The mutual information of two jointly discrete random variables X and  Y is calculated as a double sum:

$$I(T;L) = \sum_{l \in \mathcal{L}} \sum_{t in \mathcal{T}} P_{(T,L)}(t,l) \log \Bigg(\frac{P_{(T,L)}(t,l)}{P_T(t) P_L(l)} \Bigg)$$

where $P_{(T,L)}$ is the [joint probability mass function](https://en.wikipedia.org/wiki/Joint_distribution) of $T$ and $L$, and $P_T$ and $P_L$ are the [marginal probability mass fucntions](https://en.wikipedia.org/wiki/Marginal_probability) of $T$ and $L$ respectively. To compute $I$, the only quantity we need to compute is the joint pmf $P_{(T,L)}$, as the marginal pmfs can be computed from the joint pmf.

With regard to implementation, $P_{(T,L)}$ can be thought of as a 2x2 tensor as shown below:

In [None]:
p_TL = pd.DataFrame(0, columns=['t', 'not t'], index=['lbl', 'not lbl'])
p_TL

Unnamed: 0,t,not t
lbl,0,0
not lbl,0,0


...and we need to compute this $P_{(T,L)}$ for every token-label pair.
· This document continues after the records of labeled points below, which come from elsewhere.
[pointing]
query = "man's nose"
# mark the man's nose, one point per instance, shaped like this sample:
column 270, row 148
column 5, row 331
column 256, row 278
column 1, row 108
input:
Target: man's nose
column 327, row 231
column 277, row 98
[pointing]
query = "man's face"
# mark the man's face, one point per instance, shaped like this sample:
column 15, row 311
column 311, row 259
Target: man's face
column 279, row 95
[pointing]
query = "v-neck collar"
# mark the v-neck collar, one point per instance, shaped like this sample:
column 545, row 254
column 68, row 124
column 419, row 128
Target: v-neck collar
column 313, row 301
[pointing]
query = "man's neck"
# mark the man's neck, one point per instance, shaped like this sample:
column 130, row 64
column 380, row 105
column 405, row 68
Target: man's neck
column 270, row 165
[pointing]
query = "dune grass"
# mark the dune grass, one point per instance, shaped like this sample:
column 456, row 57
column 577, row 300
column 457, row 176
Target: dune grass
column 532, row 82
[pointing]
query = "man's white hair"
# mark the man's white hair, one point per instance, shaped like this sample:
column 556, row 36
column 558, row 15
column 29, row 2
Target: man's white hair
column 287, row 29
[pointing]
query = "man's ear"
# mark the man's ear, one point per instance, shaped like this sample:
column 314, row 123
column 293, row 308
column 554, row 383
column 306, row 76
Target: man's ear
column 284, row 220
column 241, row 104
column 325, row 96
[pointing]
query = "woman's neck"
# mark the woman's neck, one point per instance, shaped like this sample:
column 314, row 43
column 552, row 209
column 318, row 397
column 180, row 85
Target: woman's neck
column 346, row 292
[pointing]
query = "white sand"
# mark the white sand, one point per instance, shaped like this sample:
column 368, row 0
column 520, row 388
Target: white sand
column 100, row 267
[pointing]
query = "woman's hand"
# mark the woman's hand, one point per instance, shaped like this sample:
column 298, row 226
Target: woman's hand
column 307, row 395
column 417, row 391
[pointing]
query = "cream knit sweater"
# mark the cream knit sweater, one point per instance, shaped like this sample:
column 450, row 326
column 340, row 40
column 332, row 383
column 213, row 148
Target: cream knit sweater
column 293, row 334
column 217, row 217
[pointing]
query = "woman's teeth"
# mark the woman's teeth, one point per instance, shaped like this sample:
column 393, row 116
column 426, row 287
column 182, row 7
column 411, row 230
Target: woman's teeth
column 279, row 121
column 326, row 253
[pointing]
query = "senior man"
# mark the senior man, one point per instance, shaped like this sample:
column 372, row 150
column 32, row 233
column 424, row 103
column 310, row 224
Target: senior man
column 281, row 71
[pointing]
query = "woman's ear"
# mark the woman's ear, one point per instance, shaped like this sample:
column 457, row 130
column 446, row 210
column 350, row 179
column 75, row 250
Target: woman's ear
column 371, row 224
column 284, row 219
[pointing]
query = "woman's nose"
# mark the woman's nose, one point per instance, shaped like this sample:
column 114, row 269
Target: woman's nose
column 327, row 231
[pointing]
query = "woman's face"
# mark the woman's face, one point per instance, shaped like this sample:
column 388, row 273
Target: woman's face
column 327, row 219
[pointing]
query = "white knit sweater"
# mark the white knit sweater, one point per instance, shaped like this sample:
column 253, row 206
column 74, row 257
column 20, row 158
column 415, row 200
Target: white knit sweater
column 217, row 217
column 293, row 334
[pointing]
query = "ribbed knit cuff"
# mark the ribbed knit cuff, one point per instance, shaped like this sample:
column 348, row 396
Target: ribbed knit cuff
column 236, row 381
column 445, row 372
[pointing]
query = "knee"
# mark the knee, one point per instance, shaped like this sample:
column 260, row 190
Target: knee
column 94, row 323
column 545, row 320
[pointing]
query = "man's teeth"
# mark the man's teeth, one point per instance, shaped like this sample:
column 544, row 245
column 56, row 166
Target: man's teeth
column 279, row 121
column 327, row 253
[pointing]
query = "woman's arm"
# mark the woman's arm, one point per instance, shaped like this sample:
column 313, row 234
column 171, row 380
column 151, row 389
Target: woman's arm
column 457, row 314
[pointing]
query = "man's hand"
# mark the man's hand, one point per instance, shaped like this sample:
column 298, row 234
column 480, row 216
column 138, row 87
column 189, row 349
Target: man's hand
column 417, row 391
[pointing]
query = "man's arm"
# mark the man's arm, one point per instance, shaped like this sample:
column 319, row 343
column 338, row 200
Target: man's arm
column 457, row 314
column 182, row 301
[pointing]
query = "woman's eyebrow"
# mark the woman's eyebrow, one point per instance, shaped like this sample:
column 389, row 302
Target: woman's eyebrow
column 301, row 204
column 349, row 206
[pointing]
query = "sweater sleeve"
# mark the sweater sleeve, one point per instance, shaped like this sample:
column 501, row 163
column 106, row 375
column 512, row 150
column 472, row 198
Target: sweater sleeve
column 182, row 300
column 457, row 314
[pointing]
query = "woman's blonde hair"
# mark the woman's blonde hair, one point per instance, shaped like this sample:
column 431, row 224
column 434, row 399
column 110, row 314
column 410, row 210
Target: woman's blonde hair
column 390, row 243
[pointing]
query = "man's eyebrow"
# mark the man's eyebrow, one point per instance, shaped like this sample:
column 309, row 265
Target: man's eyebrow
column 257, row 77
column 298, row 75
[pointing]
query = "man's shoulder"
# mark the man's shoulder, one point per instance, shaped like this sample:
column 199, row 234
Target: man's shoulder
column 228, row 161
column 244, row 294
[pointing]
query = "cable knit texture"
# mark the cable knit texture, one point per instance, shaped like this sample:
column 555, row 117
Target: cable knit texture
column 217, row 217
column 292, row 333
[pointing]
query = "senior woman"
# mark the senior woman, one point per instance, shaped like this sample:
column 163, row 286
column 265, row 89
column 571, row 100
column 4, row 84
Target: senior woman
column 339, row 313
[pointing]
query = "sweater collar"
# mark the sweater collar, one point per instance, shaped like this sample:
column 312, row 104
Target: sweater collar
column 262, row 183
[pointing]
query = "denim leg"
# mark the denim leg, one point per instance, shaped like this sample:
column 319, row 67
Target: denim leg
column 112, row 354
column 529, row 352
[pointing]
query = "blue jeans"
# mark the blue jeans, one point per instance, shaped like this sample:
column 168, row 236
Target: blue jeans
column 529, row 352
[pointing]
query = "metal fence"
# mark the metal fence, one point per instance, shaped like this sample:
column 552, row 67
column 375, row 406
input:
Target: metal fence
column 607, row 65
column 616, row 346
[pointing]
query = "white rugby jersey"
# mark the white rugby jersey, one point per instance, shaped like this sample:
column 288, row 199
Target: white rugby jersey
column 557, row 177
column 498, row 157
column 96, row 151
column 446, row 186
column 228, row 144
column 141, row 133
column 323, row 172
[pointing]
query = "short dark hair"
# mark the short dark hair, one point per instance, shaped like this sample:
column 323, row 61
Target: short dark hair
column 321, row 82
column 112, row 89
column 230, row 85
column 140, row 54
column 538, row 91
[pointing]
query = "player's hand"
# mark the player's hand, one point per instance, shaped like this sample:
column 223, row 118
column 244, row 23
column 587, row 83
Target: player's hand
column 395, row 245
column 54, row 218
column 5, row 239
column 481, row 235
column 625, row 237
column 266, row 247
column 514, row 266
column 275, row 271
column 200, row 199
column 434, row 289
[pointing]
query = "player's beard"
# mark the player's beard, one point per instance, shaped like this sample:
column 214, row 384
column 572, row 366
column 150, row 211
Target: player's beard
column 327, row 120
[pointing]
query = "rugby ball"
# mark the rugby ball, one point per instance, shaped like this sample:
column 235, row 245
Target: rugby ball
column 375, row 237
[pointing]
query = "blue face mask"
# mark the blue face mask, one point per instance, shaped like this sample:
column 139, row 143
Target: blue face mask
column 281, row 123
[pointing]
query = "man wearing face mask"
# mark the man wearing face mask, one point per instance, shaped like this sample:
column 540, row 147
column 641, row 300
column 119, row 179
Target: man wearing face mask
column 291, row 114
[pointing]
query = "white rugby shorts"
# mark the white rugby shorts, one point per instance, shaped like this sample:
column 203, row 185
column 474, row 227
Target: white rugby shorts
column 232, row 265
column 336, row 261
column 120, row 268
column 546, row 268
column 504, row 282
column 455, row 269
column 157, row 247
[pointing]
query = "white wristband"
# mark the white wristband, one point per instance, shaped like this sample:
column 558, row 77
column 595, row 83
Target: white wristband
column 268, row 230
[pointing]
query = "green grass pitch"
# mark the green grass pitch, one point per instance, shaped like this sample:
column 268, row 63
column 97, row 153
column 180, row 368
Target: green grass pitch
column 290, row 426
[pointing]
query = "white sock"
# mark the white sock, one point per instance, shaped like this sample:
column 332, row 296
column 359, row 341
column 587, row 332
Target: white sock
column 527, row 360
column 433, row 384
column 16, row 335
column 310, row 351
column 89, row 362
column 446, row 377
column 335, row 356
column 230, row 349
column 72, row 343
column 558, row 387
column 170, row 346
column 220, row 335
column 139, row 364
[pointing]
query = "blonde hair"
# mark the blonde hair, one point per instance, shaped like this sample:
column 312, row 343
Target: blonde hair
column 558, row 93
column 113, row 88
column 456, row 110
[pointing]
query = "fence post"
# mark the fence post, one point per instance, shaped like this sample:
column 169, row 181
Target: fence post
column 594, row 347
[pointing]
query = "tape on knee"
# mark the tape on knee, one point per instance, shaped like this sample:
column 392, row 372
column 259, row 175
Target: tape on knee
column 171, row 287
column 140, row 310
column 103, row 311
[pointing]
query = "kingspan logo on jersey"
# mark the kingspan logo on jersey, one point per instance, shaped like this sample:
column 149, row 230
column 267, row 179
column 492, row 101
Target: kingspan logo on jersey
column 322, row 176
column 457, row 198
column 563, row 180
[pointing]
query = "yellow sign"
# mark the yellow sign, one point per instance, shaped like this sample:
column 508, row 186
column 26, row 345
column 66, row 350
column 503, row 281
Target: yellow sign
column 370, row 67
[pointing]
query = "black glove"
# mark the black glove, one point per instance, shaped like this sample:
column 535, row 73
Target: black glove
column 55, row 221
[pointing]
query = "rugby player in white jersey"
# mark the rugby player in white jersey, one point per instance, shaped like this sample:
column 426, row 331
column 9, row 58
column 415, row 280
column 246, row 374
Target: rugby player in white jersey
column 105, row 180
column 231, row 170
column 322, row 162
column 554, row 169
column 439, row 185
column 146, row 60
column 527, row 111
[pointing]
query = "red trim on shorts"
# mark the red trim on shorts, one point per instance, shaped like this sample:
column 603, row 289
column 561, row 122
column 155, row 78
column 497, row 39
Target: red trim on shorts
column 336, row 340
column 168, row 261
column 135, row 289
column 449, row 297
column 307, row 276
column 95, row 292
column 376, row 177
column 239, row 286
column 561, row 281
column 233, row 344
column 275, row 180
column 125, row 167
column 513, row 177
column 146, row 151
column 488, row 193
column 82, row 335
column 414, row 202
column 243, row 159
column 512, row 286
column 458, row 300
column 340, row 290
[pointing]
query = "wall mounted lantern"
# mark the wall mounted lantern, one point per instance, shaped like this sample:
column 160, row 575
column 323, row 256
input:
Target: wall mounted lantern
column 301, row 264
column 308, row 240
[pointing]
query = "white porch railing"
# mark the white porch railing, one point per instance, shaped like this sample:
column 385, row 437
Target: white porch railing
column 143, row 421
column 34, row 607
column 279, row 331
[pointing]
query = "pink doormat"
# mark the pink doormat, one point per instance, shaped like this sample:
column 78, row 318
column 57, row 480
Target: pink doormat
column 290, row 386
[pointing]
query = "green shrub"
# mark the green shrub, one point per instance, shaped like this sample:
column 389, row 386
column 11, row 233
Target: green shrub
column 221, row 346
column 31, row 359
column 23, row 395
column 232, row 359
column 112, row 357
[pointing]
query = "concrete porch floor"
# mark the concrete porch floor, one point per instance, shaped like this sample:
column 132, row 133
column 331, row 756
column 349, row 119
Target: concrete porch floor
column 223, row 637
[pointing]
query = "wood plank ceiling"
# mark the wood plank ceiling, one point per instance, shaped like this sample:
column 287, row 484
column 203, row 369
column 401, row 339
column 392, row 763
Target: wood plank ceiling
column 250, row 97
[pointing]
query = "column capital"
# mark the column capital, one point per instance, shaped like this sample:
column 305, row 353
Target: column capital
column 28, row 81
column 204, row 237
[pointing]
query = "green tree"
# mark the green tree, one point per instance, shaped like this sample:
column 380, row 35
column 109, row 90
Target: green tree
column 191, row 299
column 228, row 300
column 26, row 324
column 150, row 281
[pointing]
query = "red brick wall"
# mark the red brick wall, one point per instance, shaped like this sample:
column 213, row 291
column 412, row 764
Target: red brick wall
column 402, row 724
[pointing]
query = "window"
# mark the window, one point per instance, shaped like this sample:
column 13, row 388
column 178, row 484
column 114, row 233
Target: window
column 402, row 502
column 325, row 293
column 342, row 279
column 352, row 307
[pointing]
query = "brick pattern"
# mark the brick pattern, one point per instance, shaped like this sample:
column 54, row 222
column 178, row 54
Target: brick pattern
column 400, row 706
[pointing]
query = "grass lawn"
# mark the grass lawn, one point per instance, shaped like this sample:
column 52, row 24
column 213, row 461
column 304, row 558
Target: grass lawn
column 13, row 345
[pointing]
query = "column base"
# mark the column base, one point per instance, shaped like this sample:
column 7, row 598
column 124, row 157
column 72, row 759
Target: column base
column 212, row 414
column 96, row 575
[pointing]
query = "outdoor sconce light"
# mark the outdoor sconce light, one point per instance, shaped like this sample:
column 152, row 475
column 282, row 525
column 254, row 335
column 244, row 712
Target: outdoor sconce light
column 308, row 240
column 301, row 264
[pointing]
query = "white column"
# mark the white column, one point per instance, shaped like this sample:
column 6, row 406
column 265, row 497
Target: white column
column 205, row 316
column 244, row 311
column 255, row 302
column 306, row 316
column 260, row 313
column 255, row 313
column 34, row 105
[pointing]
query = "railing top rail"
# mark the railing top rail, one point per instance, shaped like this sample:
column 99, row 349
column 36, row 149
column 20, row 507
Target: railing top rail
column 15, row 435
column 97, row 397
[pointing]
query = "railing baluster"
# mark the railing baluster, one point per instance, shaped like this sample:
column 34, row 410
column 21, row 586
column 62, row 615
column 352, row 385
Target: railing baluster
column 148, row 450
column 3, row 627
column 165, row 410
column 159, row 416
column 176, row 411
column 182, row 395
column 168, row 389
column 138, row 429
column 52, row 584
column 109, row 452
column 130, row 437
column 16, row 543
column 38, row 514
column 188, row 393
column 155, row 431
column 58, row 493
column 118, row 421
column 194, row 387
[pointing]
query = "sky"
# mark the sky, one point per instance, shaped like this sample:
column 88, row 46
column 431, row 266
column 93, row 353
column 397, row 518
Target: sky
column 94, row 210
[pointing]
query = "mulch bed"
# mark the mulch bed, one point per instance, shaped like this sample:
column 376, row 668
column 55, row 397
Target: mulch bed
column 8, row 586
In other words, we need to fill in the `joint` dataframe shown below. Note that each cell in `joint` dataframe can be thought of to be further subdivided into a 2x2 grid containing the corresponding `p_TL`.

In [None]:
bs, chnk_sz = 8, 200
info = MutualInfoGain(df, bs=bs, chnk_sz=chnk_sz, lbs_desc=source/'code_desc.pkl') # provide lbs_desc if you have it

In [None]:
%%time
dsets = info.onehotify()

CPU times: user 386 ms, sys: 151 ms, total: 538 ms
Wall time: 2.09 s


In [None]:
toks, lbs = dsets.vocab
L(toks), L(lbs), len(toks)*len(lbs)

((#11104) ['xxunk','xxpad','xxbos','xxeos','xxfld','xxrep','xxwrep','xxup','xxmaj','the'...],
 (#2244) ['008.45','008.8','009.0','009.1','031.0','031.2','038.0','038.10','038.11','038.19'...],
 24917376)

In [None]:
joint = pd.DataFrame(0, columns=range(len(lbs)), index=range(len(toks)))
joint.index.name = 'toks (T)'
joint.columns.name = 'lbs (L)'
joint

lbs (L),0,1,2,3,4,5,6,7,8,9,...,2234,2235,2236,2237,2238,2239,2240,2241,2242,2243
toks (T),Unnamed: 1_level_1,Unnamed: 2_level_1,Unnamed: 3_level_1,Unnamed: 4_level_1,Unnamed: 5_level_1,Unnamed: 6_level_1,Unnamed: 7_level_1,Unnamed: 8_level_1,Unnamed: 9_level_1,Unnamed: 10_level_1,Unnamed: 11_level_1,Unnamed: 12_level_1,Unnamed: 13_level_1,Unnamed: 14_level_1,Unnamed: 15_level_1,Unnamed: 16_level_1,Unnamed: 17_level_1,Unnamed: 18_level_1,Unnamed: 19_level_1,Unnamed: 20_level_1,Unnamed: 21_level_1
0,0,0,0,0,0,0,0,0,0,0,...,0,0,0,0,0,0,0,0,0,0
1,0,0,0,0,0,0,0,0,0,0,...,0,0,0,0,0,0,0,0,0,0
2,0,0,0,0,0,0,0,0,0,0,...,0,0,0,0,0,0,0,0,0,0
3,0,0,0,0,0,0,0,0,0,0,...,0,0,0,0,0,0,0,0,0,0
4,0,0,0,0,0,0,0,0,0,0,...,0,0,0,0,0,0,0,0,0,0
...,...,...,...,...,...,...,...,...,...,...,...,...,...,...,...,...,...,...,...,...,...
11099,0,0,0,0,0,0,0,0,0,0,...,0,0,0,0,0,0,0,0,0,0
11100,0,0,0,0,0,0,0,0,0,0,...,0,0,0,0,0,0,0,0,0,0
11101,0,0,0,0,0,0,0,0,0,0,...,0,0,0,0,0,0,0,0,0,0
11102,0,0,0,0,0,0,0,0,0,0,...,0,0,0,0,0,0,0,0,0,0


We can perform tensorized computation if we think of `p_TL` as a 4 dim tensor of size `(len(toks), len(lbs), 2, 2)`. Next, to be able to estimate `p_TL` we just need to iterate over the dataset and for each data point and each token-label pair record the `p_TL` information in the last two dimension of the tensor `p_TL`. And, at the end divide by size of the dataset. 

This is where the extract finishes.